People change their appearance and function in small and large degrees all the time and throughout all known history.

Sometimes temporary, like wearing clothes at all in many climates for decoration, to enhance some attributes and hide others, to wear make-up, to wear jewelry or body paint, to wear masks in religious ritual to 'become' a sacred animal spirit or god.

Sometimes permanant like tattoos, ear piercing, facelifts, cranio-facial reconstruction for those born with a deformed face and skull, hip replacements, breast enlargements and reductions, body piercing, lobe stretching, lip stretching through to the full face tattoos of the Maori and the full body tattoos designed to resemble reptile scales of the totem of a south east asian tribes (don't recall the name, sorry) to the extreme, like the practice of cutting the penis of males almost completely in half as part of the intiation into manhood of one Aboriginal tribe (to make it look like the twin-penis of their totemic ancestor-animal) which is but one of the many genital-surgeries and other body modifications of traditional peoples that have survived from ancient times to the present day.

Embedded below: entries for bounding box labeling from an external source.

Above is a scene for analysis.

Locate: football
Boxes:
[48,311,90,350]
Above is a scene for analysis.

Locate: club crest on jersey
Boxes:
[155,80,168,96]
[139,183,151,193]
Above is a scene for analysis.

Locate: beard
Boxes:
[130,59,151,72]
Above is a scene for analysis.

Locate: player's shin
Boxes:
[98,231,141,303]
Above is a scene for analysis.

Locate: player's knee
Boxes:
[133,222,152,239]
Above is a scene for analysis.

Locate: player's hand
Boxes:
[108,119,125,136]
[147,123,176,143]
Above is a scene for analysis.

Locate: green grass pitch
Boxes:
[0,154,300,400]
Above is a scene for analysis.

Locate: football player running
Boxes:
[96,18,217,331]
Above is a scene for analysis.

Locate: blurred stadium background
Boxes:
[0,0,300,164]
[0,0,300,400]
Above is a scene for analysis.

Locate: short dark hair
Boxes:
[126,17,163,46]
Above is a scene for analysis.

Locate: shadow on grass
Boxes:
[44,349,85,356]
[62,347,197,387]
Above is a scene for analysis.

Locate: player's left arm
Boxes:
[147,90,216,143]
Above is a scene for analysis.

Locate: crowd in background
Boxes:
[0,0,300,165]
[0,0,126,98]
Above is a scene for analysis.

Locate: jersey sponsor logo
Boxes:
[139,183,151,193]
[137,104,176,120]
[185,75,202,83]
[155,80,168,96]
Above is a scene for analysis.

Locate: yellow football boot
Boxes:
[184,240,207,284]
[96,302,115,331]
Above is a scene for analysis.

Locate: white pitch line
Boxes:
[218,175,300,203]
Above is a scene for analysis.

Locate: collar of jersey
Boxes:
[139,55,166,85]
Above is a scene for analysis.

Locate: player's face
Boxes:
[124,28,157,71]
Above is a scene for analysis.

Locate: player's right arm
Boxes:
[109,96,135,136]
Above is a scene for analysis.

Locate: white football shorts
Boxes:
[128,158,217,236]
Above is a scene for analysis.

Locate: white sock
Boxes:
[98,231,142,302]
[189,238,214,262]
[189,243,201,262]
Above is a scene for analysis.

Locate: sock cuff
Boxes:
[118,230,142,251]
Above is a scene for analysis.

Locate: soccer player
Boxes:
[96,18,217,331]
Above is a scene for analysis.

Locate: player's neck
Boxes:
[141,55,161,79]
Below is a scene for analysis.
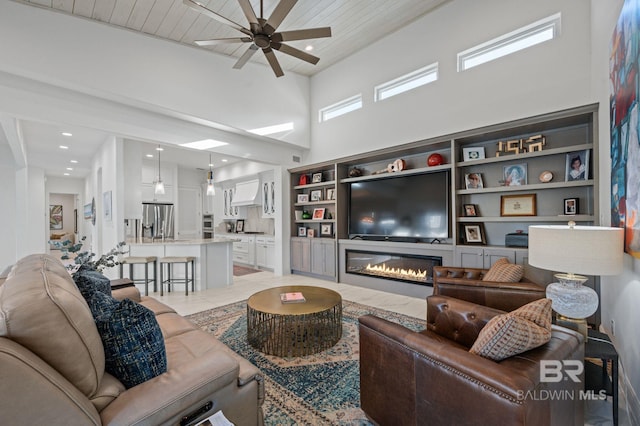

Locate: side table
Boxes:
[584,330,618,426]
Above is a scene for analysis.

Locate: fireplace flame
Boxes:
[365,263,427,281]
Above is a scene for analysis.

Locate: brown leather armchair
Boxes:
[433,266,546,312]
[359,296,584,426]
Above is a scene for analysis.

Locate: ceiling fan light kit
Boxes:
[183,0,331,77]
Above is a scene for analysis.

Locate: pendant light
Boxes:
[154,145,164,195]
[207,154,216,196]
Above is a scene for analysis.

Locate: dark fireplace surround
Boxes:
[345,249,442,287]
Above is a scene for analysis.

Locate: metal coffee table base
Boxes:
[247,287,342,357]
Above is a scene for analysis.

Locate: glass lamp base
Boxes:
[556,314,589,343]
[546,274,598,319]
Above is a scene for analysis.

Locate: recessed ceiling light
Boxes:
[180,139,229,149]
[248,121,293,136]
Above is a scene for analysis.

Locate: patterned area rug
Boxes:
[187,300,426,426]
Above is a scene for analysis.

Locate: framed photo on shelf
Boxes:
[502,163,527,186]
[320,223,333,237]
[464,173,484,189]
[324,188,336,200]
[462,223,487,245]
[500,194,537,217]
[311,208,325,220]
[564,198,580,216]
[311,189,322,201]
[462,146,484,161]
[564,149,589,182]
[463,204,478,217]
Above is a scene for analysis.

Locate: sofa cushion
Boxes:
[0,254,104,397]
[88,291,167,388]
[469,299,551,361]
[482,257,524,283]
[73,266,111,300]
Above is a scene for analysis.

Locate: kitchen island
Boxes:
[127,238,235,291]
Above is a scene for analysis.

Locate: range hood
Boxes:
[231,179,260,206]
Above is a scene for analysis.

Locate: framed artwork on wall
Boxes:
[49,204,62,230]
[462,146,484,161]
[564,149,589,182]
[500,194,537,216]
[462,222,487,245]
[502,163,527,186]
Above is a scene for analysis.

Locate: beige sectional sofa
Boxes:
[0,254,264,426]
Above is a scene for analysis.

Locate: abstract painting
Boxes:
[609,0,640,258]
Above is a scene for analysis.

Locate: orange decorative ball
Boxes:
[427,153,444,167]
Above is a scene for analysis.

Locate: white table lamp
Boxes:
[529,221,624,338]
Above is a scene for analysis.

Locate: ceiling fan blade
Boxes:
[271,27,331,43]
[263,0,298,35]
[233,44,258,70]
[194,37,253,46]
[271,43,320,65]
[182,0,253,36]
[238,0,260,32]
[262,47,284,77]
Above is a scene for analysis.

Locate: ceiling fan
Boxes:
[183,0,331,77]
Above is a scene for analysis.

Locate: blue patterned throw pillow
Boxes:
[88,291,167,389]
[73,265,111,302]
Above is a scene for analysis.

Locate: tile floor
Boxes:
[150,272,629,426]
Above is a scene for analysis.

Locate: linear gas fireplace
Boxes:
[345,249,442,286]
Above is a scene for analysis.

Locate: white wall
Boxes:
[304,0,591,163]
[0,1,309,151]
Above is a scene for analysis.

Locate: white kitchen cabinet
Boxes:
[261,179,276,218]
[256,237,275,270]
[233,234,256,266]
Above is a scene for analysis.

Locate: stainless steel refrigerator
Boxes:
[142,203,173,239]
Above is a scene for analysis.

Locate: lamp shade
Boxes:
[529,225,624,275]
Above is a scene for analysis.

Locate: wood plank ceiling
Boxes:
[22,0,450,75]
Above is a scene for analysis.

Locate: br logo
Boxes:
[540,359,584,383]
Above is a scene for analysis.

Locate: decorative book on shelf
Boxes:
[280,291,307,303]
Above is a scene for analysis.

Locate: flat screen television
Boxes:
[349,170,451,242]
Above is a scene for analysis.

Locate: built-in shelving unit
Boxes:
[290,104,599,281]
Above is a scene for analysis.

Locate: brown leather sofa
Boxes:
[433,266,550,312]
[0,255,264,426]
[359,296,584,426]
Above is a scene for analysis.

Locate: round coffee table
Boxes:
[247,286,342,357]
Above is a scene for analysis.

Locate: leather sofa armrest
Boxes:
[0,337,101,426]
[359,315,583,425]
[100,351,240,425]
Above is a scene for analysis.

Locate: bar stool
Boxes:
[120,256,158,296]
[160,256,196,296]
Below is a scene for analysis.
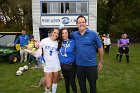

Compared to all the many variations of human behaviour yours is mild and harmless. Your presence is just exposing us to difference and that does no long term harm and a lot of good just like meeting and getting to know someone from a different race or culture or religion does.

If people think your turn-ons are creepy they have not begun to explore the wide variations of human sexuality through the ages and still existing (like using bee stings or vomit for sexual pleasure or once a year having sex with the mud with every other adult male in the tribe right alongside you to fertilise the mother earth literally!) or the wide varieties of cultural practices through history and still existing today.

Too often the western world sterilises and ignores much of the worlds cultures giving a false impression of what is 'normal'.

We need exposure to variety and to difference so we can judge people on the rightness or wrongness of their actions, not on the sameness or diffference of them!

And as long as it only involves adult humans without cognitive impairment giving fully informed consent then a sexual practise, no matter how uncommon, is right and not wrong.

Making you Sherry far more right in your sexual behaviour than the average person who has a one-night stand with someone who is drunk (cognitively impaired). Yours is less common but right, theirs is very common and yet wrong!